Tips for Negotiating Your Commercial Lease, MASSAGE MagazineWhether you are looking to open your first massage therapy clinic or preparing to renew a commercial lease, you must prepare before meeting with your landlord. By proceeding cautiously—or, better yet, hiring a professional to advocate for you—you can better guarantee far more reasonable terms.

Remember, you are typically at a disadvantage when negotiating a lease, as the landlord (and his agent) are often more knowledgeable and experienced in the area of commercial leasing than the average tenant. Their job is to sell you on leasing the largest amount of space at the highest possible rental rate. Before you jump in blindly, keep the following leasing tips in mind:

1. Talk to other tenants. If you are looking to relocate or open a new clinic, remember that some of the best inside information available is from tenants already in a building. Introduce yourself as a prospective tenant and ask for an honest opinion of the landlord.
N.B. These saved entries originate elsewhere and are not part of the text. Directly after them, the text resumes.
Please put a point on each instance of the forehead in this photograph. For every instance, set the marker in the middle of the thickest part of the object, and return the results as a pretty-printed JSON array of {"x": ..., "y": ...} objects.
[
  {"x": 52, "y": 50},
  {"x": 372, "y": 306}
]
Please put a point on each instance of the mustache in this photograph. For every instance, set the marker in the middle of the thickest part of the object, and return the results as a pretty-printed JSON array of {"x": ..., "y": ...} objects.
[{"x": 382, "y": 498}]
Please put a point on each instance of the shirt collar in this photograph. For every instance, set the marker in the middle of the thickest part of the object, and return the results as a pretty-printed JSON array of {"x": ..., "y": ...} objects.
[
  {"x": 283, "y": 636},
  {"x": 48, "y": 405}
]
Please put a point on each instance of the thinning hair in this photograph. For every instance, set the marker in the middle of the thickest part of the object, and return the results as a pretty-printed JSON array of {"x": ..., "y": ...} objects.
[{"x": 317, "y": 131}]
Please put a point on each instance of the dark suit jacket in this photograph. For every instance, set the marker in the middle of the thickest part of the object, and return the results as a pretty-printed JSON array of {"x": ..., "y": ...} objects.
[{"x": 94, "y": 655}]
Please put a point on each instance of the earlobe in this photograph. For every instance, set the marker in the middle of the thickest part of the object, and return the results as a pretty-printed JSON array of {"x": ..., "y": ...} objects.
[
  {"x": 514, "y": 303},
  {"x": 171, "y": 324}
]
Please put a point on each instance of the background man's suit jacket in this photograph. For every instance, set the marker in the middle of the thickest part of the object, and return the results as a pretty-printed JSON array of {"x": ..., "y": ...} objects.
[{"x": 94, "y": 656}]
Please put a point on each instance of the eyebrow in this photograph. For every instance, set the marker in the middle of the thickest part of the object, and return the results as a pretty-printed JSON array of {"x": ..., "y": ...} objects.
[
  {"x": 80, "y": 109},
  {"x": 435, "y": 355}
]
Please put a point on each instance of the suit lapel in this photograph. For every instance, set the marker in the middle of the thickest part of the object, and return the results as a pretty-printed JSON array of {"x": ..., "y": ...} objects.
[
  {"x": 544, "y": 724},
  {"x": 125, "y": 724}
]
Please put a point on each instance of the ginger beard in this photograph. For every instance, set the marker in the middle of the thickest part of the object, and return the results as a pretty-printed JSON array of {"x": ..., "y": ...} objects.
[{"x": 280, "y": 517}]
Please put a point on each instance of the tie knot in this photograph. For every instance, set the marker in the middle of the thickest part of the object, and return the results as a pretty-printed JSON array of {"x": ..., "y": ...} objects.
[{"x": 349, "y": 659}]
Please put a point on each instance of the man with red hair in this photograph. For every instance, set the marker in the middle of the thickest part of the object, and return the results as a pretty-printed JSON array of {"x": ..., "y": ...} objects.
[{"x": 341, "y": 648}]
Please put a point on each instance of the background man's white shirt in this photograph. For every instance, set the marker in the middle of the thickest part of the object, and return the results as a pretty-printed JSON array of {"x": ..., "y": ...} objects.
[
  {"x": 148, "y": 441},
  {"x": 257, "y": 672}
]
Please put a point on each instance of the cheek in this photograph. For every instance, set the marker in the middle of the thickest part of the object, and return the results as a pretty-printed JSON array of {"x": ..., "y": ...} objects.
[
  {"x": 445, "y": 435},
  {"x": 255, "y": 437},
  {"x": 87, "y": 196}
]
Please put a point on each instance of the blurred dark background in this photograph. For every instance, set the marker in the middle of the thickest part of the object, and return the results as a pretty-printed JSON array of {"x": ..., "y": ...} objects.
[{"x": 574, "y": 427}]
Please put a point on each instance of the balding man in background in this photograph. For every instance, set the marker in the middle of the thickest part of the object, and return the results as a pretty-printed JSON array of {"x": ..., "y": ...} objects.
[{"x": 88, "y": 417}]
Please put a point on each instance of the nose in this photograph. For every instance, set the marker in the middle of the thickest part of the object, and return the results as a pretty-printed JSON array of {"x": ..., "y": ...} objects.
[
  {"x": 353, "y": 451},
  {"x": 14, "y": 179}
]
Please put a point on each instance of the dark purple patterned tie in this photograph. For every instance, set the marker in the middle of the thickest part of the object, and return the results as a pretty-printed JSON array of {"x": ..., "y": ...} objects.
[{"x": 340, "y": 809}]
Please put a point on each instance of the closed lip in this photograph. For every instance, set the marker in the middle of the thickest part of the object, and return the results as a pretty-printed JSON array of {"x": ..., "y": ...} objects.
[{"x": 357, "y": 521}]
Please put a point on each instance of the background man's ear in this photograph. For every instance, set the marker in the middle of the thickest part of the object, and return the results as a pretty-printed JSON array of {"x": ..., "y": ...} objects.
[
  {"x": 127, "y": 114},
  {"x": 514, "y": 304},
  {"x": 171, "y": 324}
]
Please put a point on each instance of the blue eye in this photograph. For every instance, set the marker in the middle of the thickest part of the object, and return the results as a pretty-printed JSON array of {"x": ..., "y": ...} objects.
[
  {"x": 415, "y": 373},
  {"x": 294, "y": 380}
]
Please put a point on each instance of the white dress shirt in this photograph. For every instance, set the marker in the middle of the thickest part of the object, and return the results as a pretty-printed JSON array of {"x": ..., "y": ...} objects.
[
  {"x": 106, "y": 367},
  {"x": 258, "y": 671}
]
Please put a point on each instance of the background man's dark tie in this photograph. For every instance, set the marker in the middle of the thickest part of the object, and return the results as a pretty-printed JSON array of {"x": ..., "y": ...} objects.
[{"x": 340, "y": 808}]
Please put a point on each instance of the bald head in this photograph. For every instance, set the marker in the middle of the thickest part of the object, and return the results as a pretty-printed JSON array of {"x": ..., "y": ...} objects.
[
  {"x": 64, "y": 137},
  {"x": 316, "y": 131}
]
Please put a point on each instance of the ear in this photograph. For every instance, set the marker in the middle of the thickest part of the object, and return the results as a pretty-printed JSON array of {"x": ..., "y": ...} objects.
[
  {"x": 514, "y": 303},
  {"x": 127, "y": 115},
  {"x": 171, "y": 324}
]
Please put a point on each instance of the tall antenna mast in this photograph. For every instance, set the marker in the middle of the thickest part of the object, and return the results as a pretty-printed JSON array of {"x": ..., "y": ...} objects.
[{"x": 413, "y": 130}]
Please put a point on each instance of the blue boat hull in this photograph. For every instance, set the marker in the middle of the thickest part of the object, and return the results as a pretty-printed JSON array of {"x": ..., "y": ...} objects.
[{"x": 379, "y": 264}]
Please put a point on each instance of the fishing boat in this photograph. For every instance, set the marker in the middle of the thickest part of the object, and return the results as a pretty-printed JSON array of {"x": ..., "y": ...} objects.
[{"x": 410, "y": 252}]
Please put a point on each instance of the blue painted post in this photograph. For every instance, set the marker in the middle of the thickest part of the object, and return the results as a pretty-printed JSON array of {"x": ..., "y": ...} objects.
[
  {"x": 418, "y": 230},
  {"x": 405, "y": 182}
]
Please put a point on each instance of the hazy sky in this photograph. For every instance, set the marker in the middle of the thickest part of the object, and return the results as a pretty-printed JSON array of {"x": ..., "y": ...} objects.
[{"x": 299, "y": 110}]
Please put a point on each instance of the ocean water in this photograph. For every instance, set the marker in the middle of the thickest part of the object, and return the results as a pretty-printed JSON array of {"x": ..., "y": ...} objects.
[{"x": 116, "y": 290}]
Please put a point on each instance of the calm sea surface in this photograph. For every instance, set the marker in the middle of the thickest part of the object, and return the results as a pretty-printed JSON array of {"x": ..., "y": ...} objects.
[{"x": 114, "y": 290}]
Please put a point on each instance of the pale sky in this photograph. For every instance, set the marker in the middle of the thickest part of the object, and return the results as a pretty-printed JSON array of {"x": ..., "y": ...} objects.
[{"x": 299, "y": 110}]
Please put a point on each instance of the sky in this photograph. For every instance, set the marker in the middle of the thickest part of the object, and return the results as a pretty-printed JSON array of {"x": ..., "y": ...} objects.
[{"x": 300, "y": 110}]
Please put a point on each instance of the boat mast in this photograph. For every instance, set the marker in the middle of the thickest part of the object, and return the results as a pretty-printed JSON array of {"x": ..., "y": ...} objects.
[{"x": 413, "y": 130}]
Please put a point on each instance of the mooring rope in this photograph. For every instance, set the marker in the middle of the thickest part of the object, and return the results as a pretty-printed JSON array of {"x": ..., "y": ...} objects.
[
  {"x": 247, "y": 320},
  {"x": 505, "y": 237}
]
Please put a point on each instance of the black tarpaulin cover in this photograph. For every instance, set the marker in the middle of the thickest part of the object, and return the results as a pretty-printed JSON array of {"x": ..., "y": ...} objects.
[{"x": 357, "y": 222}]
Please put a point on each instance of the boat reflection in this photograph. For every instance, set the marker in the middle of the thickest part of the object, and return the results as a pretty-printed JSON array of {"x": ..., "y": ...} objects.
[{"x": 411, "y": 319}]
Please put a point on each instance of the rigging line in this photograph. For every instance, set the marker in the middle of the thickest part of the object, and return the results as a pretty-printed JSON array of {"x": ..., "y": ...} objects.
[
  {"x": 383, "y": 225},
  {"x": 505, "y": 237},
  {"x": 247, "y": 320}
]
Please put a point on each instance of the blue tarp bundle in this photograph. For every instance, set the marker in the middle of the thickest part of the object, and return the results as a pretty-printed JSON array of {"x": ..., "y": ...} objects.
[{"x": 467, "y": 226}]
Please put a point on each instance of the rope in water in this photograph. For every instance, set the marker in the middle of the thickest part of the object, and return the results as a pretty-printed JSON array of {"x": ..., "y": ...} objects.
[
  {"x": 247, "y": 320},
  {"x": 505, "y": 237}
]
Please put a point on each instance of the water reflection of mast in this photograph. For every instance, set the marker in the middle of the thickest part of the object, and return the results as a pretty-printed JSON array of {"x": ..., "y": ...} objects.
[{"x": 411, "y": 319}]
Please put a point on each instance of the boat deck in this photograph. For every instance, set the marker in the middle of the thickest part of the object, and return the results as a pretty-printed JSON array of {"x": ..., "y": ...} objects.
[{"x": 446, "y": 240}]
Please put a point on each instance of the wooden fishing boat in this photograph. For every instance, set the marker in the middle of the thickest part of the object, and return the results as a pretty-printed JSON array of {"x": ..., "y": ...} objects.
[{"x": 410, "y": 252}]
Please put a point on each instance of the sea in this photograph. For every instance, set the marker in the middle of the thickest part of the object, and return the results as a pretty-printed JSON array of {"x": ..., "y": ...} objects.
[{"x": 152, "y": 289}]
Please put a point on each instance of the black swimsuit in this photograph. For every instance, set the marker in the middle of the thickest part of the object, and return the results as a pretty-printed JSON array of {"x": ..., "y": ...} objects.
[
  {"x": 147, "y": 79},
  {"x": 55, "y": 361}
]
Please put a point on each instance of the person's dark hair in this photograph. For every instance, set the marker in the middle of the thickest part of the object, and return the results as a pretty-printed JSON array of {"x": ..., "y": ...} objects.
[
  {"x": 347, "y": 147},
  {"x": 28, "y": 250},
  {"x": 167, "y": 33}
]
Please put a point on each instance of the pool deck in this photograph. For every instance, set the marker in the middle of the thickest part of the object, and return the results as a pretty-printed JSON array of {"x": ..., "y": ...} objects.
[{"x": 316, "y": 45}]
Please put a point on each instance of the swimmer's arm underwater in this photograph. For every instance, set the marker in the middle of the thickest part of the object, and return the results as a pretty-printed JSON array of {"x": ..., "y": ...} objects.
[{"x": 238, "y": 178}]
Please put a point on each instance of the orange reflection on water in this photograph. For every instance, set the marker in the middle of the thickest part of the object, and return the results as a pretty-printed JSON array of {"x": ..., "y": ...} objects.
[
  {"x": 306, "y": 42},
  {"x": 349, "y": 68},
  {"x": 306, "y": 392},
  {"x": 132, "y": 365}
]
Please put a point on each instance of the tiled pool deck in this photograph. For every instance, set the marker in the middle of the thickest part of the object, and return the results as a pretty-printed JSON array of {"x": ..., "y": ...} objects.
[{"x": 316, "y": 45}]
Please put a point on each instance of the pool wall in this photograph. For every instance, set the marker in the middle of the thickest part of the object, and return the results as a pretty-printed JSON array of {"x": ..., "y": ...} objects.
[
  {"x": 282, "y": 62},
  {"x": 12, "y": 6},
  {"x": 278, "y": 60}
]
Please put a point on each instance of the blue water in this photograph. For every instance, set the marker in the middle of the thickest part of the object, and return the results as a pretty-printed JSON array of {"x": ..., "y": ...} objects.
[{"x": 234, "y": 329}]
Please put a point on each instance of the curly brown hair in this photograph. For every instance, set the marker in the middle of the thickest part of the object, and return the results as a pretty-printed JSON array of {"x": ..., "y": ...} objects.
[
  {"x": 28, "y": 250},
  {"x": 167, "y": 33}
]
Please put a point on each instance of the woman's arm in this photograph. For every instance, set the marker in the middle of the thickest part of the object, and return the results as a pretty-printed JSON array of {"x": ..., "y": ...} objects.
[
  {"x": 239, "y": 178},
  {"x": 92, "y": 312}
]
Inquire about the level of property maintenance, their thoughts on the rental rate being paid, their intentions to stay on another term and so on. What you learn here may surprise you; use it wisely in your negotiations.

2. Is the asking rent too high? As a former landlord’s leasing agent, I frequently asked tenants for rents much higher than we expected to achieve, because occasionally some entrepreneur would naively pay it. Know and understand rental rates are set by commercial landlords to achieve a reasonable profit after paying their mortgages. Many tenants (massage and otherwise) believe a landlord wouldn’t charge more rent than the tenant could afford to pay. Regrettably, many tenants learn the opposite is true—the hard way.

3. Lease renewal allowances. Massage clinic tenants don’t often think they can negotiate for a tenant allowance on their renewal term; this is not true. If your landlord is giving allowances to tenants moving in, then why can’t you get an allowance, too? Even if your clinic space only needs cosmetic upgrades, such as new carpeting or a fresh coat of paint, it can be negotiated as part of your renewal deal. After all, your tenancy is proven, plus there is less risk for the landlord to sink cash into your renewal than take a chance on a new tenant who may not work out.

4. Go slow for a better deal. Massage tenants often rush a lease deal and leave many valuable incentives or inducements on the bargaining table. If you have time to consider a deal thoroughly, I recommend you take it. Often, tenants can receive some free rent, more tenant allowance and even a lower rental rate just by refusing to sign on the dotted line so quickly. If the landlord or realtor is anxious to close the deal, you can use stalling tactics to better your position. Massage therapy tenants who invariably regret what they agreed to initially will usually explain that the whole process happened so quickly, they hardly realized what was consented upon.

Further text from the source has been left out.